- Interactive map of the Mirijanda Mausoleum area
- Alternative names: Miri Janda ota mausoleum
- Etymology: From the name of Abu Hafs Umar ibn Muhammad ibn Abdulloh ibn Shahobuddin Suhravardiy and his garment

General information
- Type: Mausoleum
- Architectural style: Islamic
- Classification: Cultural heritage
- Location: Gulshan MFY Mardtepa village, Guzar district, Uzbekistan
- Coordinates: 38°36′26″N 66°15′09″E﻿ / ﻿38.60717°N 66.25261°E
- Named for: Abu Hafs Umar ibn Muhammad ibn Abdulloh ibn Shahobuddin Suhravardiy
- Year built: 5th-6th centuries
- Renovated: 2019
- Owner: Government of Uzbekistan
- Landlord: Kashkadarya regional department of cultural heritage

= Mirijanda Mausoleum =

The Mirijanda Mausoleum (other names: Miri Janda ota mausoleum) is a cultural heritage object located in Uzbekistan. The object was built in the 5th–6th centuries. The mausoleum is located in the Mardtepa village, Gʻuzor District, Kashkadarya region. According to the property rights, it is state property (on the basis of operational management rights of Kashkadarya regional department of cultural heritage). It was included in the national register of intangible cultural heritage objects by the decree of the Cabinet of Ministers of the Republic of Uzbekistan on October 4, 2019 - taken under state protection.

==Naming==
The name of Miri Janda ota mausoleum is related to the name of a person named Abu Hafs Umar ibn Muhammad ibn Abdulloh ibn Shahobuddin Suhravardiy. He was born in the city of Suhravard, located in the Jabal region of northeastern Iran. Shahobuddin Suhravardiy lived in Baghdad for a long time. Abulqodir G’iyloniy is considered his spiritual mentor. Later he came to Guzar and died there.

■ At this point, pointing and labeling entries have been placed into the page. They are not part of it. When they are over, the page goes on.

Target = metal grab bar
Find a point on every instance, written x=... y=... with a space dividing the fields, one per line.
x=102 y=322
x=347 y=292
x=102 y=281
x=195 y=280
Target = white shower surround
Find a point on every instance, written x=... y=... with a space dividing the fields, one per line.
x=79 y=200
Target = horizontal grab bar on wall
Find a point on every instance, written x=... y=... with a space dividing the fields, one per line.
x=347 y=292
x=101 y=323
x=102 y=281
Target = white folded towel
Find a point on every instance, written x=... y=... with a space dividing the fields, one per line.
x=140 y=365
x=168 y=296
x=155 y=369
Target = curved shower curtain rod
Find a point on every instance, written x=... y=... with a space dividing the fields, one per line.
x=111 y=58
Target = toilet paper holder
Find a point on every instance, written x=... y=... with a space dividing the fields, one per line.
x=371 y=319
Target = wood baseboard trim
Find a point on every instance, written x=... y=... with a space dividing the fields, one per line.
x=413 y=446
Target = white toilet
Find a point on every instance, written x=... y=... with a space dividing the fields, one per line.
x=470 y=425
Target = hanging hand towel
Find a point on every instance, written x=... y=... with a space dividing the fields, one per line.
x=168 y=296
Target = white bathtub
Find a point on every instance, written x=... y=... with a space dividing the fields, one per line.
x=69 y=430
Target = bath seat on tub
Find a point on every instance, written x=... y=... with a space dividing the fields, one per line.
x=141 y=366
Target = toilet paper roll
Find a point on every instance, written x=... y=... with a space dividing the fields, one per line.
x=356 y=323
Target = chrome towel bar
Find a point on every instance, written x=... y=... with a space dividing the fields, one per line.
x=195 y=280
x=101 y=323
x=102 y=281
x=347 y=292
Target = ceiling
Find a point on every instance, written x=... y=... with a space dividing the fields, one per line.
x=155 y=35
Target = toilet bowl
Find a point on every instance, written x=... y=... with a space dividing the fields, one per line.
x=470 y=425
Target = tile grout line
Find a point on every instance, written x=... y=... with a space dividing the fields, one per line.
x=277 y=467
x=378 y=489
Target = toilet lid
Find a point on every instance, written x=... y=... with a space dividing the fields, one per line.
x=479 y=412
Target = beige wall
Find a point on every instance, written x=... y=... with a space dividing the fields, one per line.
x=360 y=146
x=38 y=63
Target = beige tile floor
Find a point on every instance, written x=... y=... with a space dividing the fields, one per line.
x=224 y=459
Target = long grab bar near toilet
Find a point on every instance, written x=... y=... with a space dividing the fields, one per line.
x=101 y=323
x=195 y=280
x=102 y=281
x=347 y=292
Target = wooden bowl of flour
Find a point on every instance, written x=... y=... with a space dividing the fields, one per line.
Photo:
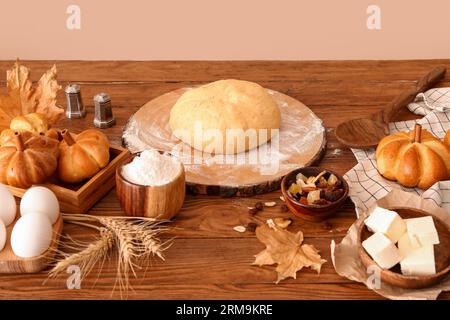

Sharafuddin Ali Yazdiy wrote in his work Zafarnoma:

Amir Tarag’ay was devoted to the noble and miraculous Shahobuddin Suhravardiy, the master of Islam, and to the sheikh Shamsiddin Kulol, who was close to him, and he often visited his mausoleum.

Abdulloh ibn Shahobuddin Suhravardiy is considered the father of Sheikh Zayniddin, whose grave is located in the Kokcha cemetery in Tashkent.

The word Janda comes from the name of the garment worn by the Sufi scholar during his diplomatic missions.

==Location==
According to the famous historian Poyon Ravshanov, the Guzor mosque was located on the left bank of the Guzardarya, 300–400 meters south-west of the fortress. The Old Garden gate of the fortress was opposite the mosque. The road leading from that gate led directly to the Old Garden area. The mausoleum of Amir Jond (or Amir Janda) was located in the north-east of the mosque.